Acute disseminated encephalomyelitis (ADEM) is an intense attack of inflammation (swelling) in the brain and spinal cord and occasionally the optic nerves that damages the brain’s myelin (the coating of nerve fibers). Other terms used to refer to ADEM include “post-infectious encephalomyelitis” and “immune-mediated encephalomyelitis.”

The cause of ADEM is not clear, but in more than half of the cases, symptoms appear following a viral or bacterial infection, usually a sore throat or cough and very rarely following vaccination. Most often, ADEM begins about 4 to 14 days after an infection. Sometimes there is no infection before someone develops ADEM and the exact cause is unclear.

ADEM is sometimes difficult to distinguish from multiple sclerosis because the symptoms common to both demyelinating disorders can include loss of vision, weakness, numbness and loss of balance or coordination. Both ADEM and MS involve immune-mediated damage to myelin in the brain and spinal cord caused by inflammation.

In both diseases, the body’s immune system mistakenly identifies its own healthy cells and tissues as foreign and mounts an attack against them. This attack results in damaging inflammation. Auto-antibodies directed against a component of myelin called myelin oligodendrocyte glycoprotein (MOG) — evidence of this immune attack — are found in 36-64% of children with ADEM.

Symptoms of ADEM

Symptoms of ADEM can come on rapidly, within a few days.
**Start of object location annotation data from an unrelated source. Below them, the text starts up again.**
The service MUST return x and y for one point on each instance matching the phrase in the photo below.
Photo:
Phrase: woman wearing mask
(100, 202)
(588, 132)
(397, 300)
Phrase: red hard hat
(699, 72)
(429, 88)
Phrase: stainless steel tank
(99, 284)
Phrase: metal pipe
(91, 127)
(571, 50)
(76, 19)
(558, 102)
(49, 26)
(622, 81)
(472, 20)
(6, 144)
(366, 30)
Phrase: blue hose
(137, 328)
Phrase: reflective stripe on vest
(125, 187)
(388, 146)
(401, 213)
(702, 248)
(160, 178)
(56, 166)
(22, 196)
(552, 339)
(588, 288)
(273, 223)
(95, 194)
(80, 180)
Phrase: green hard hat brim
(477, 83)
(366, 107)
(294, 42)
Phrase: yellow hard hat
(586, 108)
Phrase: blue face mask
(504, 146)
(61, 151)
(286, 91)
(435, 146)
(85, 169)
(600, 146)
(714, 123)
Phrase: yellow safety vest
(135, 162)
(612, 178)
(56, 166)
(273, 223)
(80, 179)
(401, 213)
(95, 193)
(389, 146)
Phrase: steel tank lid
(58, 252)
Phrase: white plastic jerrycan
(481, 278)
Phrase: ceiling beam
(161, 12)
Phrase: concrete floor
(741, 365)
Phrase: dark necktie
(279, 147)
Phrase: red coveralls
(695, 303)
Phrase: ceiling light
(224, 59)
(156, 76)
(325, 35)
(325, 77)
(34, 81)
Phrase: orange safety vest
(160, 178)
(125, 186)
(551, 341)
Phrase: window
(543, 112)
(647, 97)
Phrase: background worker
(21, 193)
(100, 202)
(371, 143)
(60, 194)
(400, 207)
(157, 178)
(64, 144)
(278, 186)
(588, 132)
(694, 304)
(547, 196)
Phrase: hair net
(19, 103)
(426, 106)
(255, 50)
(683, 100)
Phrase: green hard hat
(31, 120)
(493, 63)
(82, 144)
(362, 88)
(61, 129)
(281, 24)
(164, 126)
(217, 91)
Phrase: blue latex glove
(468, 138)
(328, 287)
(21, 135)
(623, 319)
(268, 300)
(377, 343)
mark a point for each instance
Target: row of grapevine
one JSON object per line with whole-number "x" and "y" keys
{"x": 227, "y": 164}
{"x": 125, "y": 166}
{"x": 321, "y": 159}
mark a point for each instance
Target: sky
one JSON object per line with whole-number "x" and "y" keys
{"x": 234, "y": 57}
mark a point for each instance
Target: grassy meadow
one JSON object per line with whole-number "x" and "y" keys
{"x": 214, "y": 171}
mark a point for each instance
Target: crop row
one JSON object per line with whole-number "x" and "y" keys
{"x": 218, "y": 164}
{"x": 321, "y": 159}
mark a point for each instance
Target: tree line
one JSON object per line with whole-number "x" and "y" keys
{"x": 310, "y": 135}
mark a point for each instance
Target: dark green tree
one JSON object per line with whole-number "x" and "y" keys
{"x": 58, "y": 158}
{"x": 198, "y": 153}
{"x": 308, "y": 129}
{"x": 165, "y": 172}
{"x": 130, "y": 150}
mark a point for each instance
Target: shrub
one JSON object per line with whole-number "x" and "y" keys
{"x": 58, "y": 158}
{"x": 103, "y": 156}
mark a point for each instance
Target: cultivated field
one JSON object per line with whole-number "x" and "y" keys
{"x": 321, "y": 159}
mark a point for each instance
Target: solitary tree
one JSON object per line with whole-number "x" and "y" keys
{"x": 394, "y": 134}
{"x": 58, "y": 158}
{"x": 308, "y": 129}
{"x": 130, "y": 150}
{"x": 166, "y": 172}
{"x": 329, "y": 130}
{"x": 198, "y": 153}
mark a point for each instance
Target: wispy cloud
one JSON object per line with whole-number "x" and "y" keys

The location of the inflammation (swelling) within the brain, spinal cord and optic nerves determines what symptoms may occur, including:

  • Fever
  • Headache (can be prolonged and severe in children)
  • Nausea and vomiting
  • Neurological changes including
    • Confusion, drowsiness or coma
    • Numbness or tingling (sensory changes)
    • Seizures
    • Trouble swallowing
    • Trouble with vision, often in both eyes (optic neuritis)
    • Unsteady walk (ataxia)
    • Weakness in the arms or legs

Tools for diagnosing ADEM

Diagnosis requires evaluation over several months, after ruling out similar conditions like neuromyelitis optica spectrum disorder (NMOSD) and myelin oligodendrocyte glycoprotein antibody disease (MOGAD). The process of diagnosis will include:

  • A medical history including recent history of infection or vaccination.
  • A neurological examination of some of the above symptoms.
  • Brain and spinal cord magnetic resonance imaging (MRI) scans.
  • lumbar puncture (spinal tap) to make sure there is no infection in the spinal fluid such as meningitis or encephalitis.
  • Blood tests to look for conditions such as NMOSD or MOGAD.

Who gets ADEM, and when?

Although ADEM can appear at any age, children are more likely than adults to develop it. More than 80% of childhood cases occur in patients younger than 10 years old. Most of the remaining cases occur between the ages of 10 and 20. In rare instances, ADEM is diagnosed in adults. ADEM is thought to affect 1 in every 125,000 to 250,000 individuals each year. ADEM appears slightly more frequently in those assigned male at birth than those assigned female, with a male to female ratio of 1.3:1.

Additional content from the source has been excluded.